Par Jean-Marie Banderet. Article paru dans le magazine AMNESTY n°118, septembre 2024
Très loin du faste que font miroiter le plan directeur saoudien et les projets architecturaux qui l'accompagnent, l'opposition est systématiquement muselées et les femmes ne constatent pas vraiment de changement malgré les promesses d'ouverture du royaume.

Une «société dynamique», une «économie prospère» au sein d’une «nation ambitieuse». L’idéal sociétal que promet –et promeut, à grand renfort de relations publiques– l’ambitieux plan directeur saoudien «Vision 2030» fait rêver. Le royaume s’interroge sur l’«après-pétrole», veut s’ouvrir au monde, réformer ses institutions, s’affirmer comme un centre régional de premier plan. Et il ne lésine pas sur les moyens. En témoigne notamment le projet pharaonique Neom et sa ville futuriste neutre en émissions de carbone.

Un homme incarne cette volonté de créer une Arabie saoudite nouvelle: le prince héritier Mohammed ben Salmane (MBS). Aux rênes du pouvoir depuis 2017, l’homme fort de Riyad semble doté d’un flair indéniable pour attirer les investissements. Mais quand il s’agit d’appliquer les réformes sociétales promises, c’est plus compliqué. Le système de tutelle, par exemple, pèse de facto toujours sur les Saoudiennes, et ce malgré le discours officiel qui prétend faire de leur émancipation une priorité.

Appliqué à se débarrasser de l’image de dirigeant intransigeant que lui a valu l’assassinat de Jamal Khashoggi en 2018, MBS n’a pas totalement rompu avec ses pratiques liberticides. Les voix critiques se retrouvent en prison pour de longues années, les oppositions trop marquées aux chantiers de Neom sont éliminées sans autre forme de procès. Signe du succès et de la crédibilité de cette future Arabie saoudite, les États ferment les yeux sur ces violations, craignant de froisser Riyad et de passer à côté d’une opportunité unique et d’affaires juteuses.

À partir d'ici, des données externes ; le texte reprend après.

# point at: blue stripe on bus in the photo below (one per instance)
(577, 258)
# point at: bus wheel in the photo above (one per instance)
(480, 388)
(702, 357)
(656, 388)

Alors pour que la «terre du futur» –comme l’annonce en sept langues la plaquette de Neom– respecte véritablement ses promesses, il est grand temps que les entreprises et les gouvernements, dont le nôtre, évitent de se compromettre lorsque le projet dérape et qu’ils cessent de sacrifier les droits fondamentaux sur l’autel des affaires.